Madam Kamara expressed fear that something may go wrong with that building if nothing is done now and also noted that, “The boys them already na start like doing scraping.”
In addition, she disclosed that she met a senator from the county and told him about the situation regarding the project.
“So I am appealing to our superintendent for your to please look that direction because if that place was favorable for us, I don’t think we will come all the way here, we will just stop there,” she maintained.
She then recommended the completion of the project in order to benefit the residents of Weala.
Joe Kortuma of another town known as Cinta stressed the need for teachers for the Cinta Public School, something he said the Ministry of Education or MOE is informed about as they look up to a solution.
Another thing he emphasized has to do with the legitimacy of the land that the school occupies. According to him, during Mr. William B. S. Julye’s tenure as commissioner of Cinta, the land was surveyed, with the document being kept by the former commissioner but government up to presence requests a document for the school land before any development is carried on at the school.
He pleaded with the superintendent to help them in the resolving the issue to give them relief.
A resident of Section #:4 Upper Wiah Clan in district #:4, George Vakalah Siaffa asserted that he believes that part of the county is not on the map of Margibi because there is nothing about benefit and development from government that they know of as a people.
He complained that during elections, they normally leave their towns and villages to travel far distances waking for hours and some times getting in car to go to Bullorquelleh, Sections 3 & 2, and many other places to vote.

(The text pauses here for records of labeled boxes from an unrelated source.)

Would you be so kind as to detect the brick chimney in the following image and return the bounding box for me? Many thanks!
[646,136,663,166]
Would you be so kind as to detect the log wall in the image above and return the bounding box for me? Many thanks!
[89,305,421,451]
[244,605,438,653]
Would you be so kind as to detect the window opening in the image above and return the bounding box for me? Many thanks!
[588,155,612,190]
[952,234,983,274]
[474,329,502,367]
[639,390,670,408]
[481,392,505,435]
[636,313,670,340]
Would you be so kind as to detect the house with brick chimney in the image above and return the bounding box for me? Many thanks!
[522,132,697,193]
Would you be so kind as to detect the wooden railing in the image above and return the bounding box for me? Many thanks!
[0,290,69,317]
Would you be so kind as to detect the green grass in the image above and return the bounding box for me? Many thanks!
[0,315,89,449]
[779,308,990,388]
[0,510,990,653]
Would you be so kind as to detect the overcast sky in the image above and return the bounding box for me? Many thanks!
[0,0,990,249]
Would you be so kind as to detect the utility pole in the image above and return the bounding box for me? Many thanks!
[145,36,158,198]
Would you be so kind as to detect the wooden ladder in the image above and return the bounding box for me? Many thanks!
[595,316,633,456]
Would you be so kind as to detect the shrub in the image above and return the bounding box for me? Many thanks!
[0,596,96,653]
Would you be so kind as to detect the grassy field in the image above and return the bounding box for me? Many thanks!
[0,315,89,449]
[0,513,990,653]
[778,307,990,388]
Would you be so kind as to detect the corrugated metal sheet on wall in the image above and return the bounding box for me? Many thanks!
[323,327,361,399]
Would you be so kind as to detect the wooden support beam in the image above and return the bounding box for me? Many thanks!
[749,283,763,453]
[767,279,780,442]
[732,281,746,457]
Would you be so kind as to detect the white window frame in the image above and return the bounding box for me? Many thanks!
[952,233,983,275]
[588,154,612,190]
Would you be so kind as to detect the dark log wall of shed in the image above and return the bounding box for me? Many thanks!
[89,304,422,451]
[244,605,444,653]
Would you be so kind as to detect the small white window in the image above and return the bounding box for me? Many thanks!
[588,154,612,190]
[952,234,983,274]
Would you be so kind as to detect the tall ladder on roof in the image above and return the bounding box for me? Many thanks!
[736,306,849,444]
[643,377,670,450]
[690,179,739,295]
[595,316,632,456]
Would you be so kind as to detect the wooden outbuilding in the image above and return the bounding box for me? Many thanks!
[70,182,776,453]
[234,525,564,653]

He said they have no pulling center in their area despite their high voting population.
The issues about school, health center, safe drinking water, road connectivity and many other things are all nightmares for them, he narrated.
As a result, they have decided not to form a part of any voting process until a voting center is established in their area and developments are also carried there.
A man claiming to be be one of the volunteer teachers of the Weala Public School or WPS, Amos K. Mulbah explained that they are about eleven teachers who have been volunteering for three years without pay.
He stated that they were engaged by the administration of WPS due to the lack of teachers to teach.
He says he has an ‘A’ Certificate from LICOSESS and a ‘C’ Certificate from the KRTTI and he teaches Math and Science from the 3rd grade to 6th grade classes in the school.
He called on the Government of Liberia through the Ministry of Education or MOE to put them on payroll to enable them take care of their family.
Wiah Clan Chief, Musu Yango said for about so many years ago, a clinic project was implemented during former Representative Ben A. Fofana ‘s who is the National Vice Chair For Governmental Affairs and International Relations of the Unity Party or UP leadership but the building has never been opened and used for its intended purpose, it remains closed up to now as it is already getting very dilapidated.
In response, Margibi Superintendent, O Jay Morris, Jr assured of his leadership’s commitment to forward their issues to the offices of the minister of Internal Affairs and President Joseph Nyumah Boakai.